"Schiiten halten zu den Schwächeren"

Maysam Behravesh vom "Center for Middle East Research" erläutert im Gespräch mit Hans Dembowski das gegenwärtige Machtgefüge der Islamischen Republik, die Rolle des schiitischen Klerus im Iran und den außenpolitischen Kurswechsel unter Präsident Rohani.

Von Hans Dembowski

Der Iran hat kürzlich das Atomabkommen mit den ständigen Mitgliedern des UN-Sicherheitsrats und Deutschland abgeschlossen. Welche politischen Kräfte innerhalb des iranischen Regimes haben sich hierbei durchsetzen können?

Maysam Behravesh: Viele Kommentatoren führen den Verhandlungserfolg auf die Wirtschaftssanktionen zurück. Und das ist nicht auszuschließen, weil diese das ganze Land wirklich getroffen haben. Ich denke aber, dass der Machtwechsel von den Hardlinern zu den moderaten Kräften entscheidend war, nachdem Hassan Rohani 2013 zum Präsident gewählt wurde. Die Hardliner hatten an einer Öffnung kein großes Interesse; ihre Stärke beruht nach wie vor auf rigiden, anti-westlichen Positionen. Die Moderaten dagegen suchen schon lange die Annäherung an den Westen. Rohanis Haltung ist ähnlich wie die Mohammed Khatamis, der von 1997 bis 2005 iranischer Präsident war.

Doch Khatami war nicht erfolgreich…

Behravesh: Das lag an der Führung in Washington, denn US-Präsident George W. Bush wollte mit ihm nicht zusammenarbeiten. Er sprach lieber von der "Achse des Bösen", zu der er neben Iran auch Nordkorea und Irak zählte.
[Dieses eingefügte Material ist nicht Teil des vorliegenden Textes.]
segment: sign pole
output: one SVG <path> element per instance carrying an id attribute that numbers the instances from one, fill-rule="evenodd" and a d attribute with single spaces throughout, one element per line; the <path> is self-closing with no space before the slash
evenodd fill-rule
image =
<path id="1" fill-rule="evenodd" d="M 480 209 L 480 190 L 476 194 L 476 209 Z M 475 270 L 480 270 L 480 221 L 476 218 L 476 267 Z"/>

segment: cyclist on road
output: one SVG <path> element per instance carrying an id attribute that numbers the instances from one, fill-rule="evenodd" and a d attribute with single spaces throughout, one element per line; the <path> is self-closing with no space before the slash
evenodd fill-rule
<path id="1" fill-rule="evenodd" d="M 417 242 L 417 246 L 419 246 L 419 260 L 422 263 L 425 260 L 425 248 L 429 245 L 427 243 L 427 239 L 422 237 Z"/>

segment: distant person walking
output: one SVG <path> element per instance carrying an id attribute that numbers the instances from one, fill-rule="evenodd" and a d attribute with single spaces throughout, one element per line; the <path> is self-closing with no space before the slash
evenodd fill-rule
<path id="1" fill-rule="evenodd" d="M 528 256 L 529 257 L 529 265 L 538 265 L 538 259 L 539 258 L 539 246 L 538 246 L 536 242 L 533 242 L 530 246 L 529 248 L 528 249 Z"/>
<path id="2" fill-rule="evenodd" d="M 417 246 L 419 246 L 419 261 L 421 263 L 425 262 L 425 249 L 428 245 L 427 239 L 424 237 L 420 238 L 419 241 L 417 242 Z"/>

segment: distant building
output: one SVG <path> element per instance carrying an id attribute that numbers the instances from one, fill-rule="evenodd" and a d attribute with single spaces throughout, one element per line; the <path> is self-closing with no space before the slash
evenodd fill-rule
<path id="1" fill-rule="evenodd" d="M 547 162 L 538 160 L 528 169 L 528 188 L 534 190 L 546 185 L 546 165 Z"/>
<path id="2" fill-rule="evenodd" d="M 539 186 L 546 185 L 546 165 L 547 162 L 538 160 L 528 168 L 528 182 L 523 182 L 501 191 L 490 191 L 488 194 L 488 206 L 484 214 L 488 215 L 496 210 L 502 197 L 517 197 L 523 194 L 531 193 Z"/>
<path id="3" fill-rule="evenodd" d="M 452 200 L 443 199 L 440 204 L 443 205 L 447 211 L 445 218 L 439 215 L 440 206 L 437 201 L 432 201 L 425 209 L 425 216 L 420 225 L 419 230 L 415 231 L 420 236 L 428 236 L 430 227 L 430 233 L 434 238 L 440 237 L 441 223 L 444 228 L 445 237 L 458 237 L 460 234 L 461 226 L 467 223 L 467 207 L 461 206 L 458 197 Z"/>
Das Absurde daran war, dass Khatamis Regierung die US-Intervention gegen die Taliban in Afghanistan nach dem 11. September 2001 unterstützte. Teheran hatte in Afghanistan der Nordallianz geholfen, die damals noch gegen die Taliban standhielt. Die Taliban hatten 1998 mehrere iranische Diplomaten sowie einen Journalisten entführt und getötet, woraufhin Iran 70.000 Soldaten an die Grenze schickte und beinahe in Afghanistan einmarschiert wäre.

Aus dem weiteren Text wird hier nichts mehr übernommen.